THE OZONE FADING OF TRADITIONAL NATURAL ORGANIC COLORANTS ON PAPER
Paul M. Whitmore, Glen R. Cass, & James R. Druzik
THE AUTHENTICITY OF THE natural pigments obtained from museum collections was tested by a variety of analytical techniques. Solubility tests and color reactions8–11 were usually performed first, for not only did these tests provide a great deal of information (often sufficient for a definitive identification), but the solutions generated in these tests could also be used in subsequent analyses. Transmission spectra of pigment solutions were recorded in the 380 nm–700 nm range on a Diano Match Scan II spectrophotometer and were compared to literature results12 or to spectra of reliable samples obtained from suppliers of artists' materials (Windsor & Newton, Fezandie & Sperrle, Cerulean Blue, A. F. Suter Co.), chemical supply houses (Aldrich, Sigma), and from Prof. Helmut Schweppe. Thin layer chromatography on polyamide plates was performed according to published procedures,11 and comparison to authentic reference samples permitted differentiation of closely related colorants, such as cochineal and lac lakes, or various yellow lake pigments derived from different plants. The results of these analyses indicate that most of the pigments tested which bear the names of natural colorants were genuine. Only these natural colorants whose chemical compositions could be established were included in the ozone exposure test. The complete list of the natural organic colorants tested is shown in Table 1, along with the Color Index designation for each. Also shown are the number of different examples of each colorant which were tested. These multiple samples reportedly represented various shades, manufacturers, or dates of manufacture for a single coloring agent, but this information could not be substantiated in most cases.
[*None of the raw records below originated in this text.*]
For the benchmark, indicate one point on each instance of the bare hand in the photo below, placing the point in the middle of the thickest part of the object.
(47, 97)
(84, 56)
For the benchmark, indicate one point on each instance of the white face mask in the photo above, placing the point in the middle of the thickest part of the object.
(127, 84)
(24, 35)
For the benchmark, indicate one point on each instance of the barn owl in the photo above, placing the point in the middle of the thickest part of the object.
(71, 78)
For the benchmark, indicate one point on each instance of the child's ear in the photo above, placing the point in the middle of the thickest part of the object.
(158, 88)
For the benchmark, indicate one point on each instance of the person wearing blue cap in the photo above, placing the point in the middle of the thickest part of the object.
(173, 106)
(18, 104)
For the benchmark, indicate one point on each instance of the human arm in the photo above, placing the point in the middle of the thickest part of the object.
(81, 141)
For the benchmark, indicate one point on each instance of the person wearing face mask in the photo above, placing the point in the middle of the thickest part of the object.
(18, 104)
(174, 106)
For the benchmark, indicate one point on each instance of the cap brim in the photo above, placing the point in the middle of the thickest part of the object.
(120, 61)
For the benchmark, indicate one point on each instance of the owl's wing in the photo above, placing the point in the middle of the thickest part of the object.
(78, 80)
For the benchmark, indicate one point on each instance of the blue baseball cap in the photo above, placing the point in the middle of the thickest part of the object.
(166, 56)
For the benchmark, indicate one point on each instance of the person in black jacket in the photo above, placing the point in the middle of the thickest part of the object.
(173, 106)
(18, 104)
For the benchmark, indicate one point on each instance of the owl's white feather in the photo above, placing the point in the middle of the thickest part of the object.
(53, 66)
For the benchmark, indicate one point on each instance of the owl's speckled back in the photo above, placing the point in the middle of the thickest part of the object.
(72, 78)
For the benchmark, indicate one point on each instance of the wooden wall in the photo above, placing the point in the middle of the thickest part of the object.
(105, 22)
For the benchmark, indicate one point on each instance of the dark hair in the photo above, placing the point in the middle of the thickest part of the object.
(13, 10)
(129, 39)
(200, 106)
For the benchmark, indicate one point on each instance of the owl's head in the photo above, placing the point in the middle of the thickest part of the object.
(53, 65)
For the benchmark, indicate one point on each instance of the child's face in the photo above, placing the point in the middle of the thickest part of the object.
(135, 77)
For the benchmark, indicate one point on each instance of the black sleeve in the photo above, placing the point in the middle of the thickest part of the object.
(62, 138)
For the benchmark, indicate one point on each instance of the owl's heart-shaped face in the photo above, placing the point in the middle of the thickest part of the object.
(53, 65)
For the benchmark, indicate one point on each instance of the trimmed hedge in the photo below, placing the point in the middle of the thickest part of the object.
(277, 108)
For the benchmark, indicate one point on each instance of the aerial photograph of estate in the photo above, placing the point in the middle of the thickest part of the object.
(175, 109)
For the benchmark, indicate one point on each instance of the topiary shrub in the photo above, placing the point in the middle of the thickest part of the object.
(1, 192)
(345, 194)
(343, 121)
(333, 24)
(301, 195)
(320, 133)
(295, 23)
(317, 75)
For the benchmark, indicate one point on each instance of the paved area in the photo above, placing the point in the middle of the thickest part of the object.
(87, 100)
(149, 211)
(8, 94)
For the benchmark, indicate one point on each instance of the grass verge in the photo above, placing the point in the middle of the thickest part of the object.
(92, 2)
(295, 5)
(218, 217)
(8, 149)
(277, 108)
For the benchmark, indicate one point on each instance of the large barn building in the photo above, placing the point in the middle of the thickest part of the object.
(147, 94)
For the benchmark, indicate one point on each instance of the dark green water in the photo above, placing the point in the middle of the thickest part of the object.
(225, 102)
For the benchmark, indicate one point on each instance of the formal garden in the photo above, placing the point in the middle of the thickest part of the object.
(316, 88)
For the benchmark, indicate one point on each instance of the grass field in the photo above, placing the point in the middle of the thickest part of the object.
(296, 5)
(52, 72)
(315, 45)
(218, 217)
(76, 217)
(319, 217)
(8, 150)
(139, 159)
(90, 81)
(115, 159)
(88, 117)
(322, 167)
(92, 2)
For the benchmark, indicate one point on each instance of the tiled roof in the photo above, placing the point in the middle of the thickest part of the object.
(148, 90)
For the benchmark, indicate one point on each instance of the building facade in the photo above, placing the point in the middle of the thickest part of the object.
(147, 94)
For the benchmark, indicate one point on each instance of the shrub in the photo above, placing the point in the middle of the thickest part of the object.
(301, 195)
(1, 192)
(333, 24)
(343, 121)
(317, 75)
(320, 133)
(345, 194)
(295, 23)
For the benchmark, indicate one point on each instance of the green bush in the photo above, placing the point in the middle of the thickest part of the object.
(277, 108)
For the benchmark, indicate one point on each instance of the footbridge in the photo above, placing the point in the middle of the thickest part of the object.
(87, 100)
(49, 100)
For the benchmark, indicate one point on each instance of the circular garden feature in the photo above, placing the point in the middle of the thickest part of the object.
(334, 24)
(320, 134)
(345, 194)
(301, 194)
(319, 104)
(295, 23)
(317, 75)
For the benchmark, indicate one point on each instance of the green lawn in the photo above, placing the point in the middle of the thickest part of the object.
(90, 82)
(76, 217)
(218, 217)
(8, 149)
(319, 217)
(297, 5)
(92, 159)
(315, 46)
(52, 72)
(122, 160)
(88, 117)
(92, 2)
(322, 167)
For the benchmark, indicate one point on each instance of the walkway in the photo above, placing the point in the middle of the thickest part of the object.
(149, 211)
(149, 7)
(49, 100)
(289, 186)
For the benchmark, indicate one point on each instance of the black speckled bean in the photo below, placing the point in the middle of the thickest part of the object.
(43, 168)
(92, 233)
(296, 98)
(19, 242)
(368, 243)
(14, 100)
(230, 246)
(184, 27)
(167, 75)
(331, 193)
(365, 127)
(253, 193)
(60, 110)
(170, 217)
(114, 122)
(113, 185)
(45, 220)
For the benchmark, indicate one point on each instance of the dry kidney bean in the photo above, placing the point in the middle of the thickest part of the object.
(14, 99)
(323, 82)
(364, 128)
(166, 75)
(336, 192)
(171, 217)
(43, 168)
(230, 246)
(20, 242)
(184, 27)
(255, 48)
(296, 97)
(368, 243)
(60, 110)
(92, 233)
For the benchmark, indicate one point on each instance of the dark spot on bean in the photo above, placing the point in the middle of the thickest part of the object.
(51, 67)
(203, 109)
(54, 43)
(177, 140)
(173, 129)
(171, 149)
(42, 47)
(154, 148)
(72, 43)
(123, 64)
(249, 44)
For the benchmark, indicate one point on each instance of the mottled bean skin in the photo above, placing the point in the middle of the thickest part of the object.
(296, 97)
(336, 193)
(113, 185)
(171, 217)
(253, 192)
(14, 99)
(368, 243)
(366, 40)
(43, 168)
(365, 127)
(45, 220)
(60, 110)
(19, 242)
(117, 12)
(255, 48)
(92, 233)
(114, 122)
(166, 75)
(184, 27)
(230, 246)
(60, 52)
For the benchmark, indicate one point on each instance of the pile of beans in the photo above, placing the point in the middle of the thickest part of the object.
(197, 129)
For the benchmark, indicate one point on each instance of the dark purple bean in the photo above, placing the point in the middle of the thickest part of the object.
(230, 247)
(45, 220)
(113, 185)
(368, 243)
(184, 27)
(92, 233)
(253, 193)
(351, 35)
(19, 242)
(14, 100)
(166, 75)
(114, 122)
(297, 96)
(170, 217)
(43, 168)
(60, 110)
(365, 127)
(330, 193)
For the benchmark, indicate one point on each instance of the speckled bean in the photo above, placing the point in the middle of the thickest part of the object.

Table 1 The traditional natural organic colorants tested in this experiment. Also shown are the Color Index designation and the number of different examples of each colorant.
Because of the limited availability of many of the natural colorants tested, a technique was developed which allows preparation and study of very small (milligram) quantities of pigment on paper in the absence of any binder. A suspension of pigment in about 1 ml of volatile solvent was airbrushed (Iwata HP-A) onto a 1″ × 2″ piece of watercolor paper (cut from 22″ × 30″ sheets of Arches 140 lb. hot-pressed paper) through a stainless steel mask with a 1 cm diameter hole. This produced an even, matte 1 cm spot in the center of the paper, and the pigment particles were embedded into the paper securely. Repeated color measurements of a number of control samples were made prior to exposure to verify that routine handling did not produce a measurable color change due to loss of pigment from the samples. (Four colorants—curcumin, dragon's blood, gamboge, and saffron—were applied as dye solutions rather than as pigment suspensions.) An effort was made to produce samples whose reflectance at the wavelength of maximum absorption was about 40%, for at this initial reflectance the color change has been found to be most sensitive to changes in the colorant concentration.13
Reflectance spectra were measured using the Diano Match Scan II, with the spot size of the light beam limited to 7 mm using the small-area-view option. This small sample size reduces the signal-to-noise ratio of a measurement and also increases the sensitivity to inhomogeneity of the pigment samples, so a jig was made to hold the paper samples in a reproducible position in front of the sample port of the spectrophotometer. This allowed precision of a few percent in reflectance measurements, or an uncertainty in ΔE of less than about 1 unit. The instrument was calibrated with a standard white tile (referenced to an NBS standard) and, owing to the translucence of the paper samples, this tile was used as a backing during reflectance measurements. The calibration and reflectance spectra were all recorded with the specular beam excluded. Reflectance measurements were made at 2 nm intervals from 380 nm to 700 nm and were stored on floppy disks. Chromaticity coordinates and color differences (using the CIE 1976 L∗a∗b∗ formula) were calculated for the CIE Illuminant C.14 Munsell color notations were subsequently calculated from these chromaticity coordinates.15
The ozone exposure apparatus has been described in detail elsewhere.1 Briefly, an airstream was pumped through a series of filters to remove existing pollutants. Following humidification, the air flow was irradiated by ultraviolet light from a mercury vapor lamp housed in a commercial ozone generator (Ultra Violet Products SOG-2) and then admitted to the exposure chamber through a perforated Teflon tube. The ozone concentration inside the chamber was measured continuously with a UV photometric ozone monitor (Dasibi Model 1003 AH), and a computer interfaced to the ozone monitor automatically collected and stored the average ozone concentrations during the course of the exposure.
Samples of all the colorants on paper were prepared and mounted on anodized aluminum panels. These panels were hung in the exposure chamber adjacent to the chamber walls, with the samples facing the interior of the box. The colorants were exposed to 0.397 ± .007 parts per million (ppm) ozone at 72°F and 50% RH in the absence of light for 12 weeks. The samples were removed and reflectance spectra recorded after 1, 2, 3, 4, 6, 8, and 12 weeks of exposure.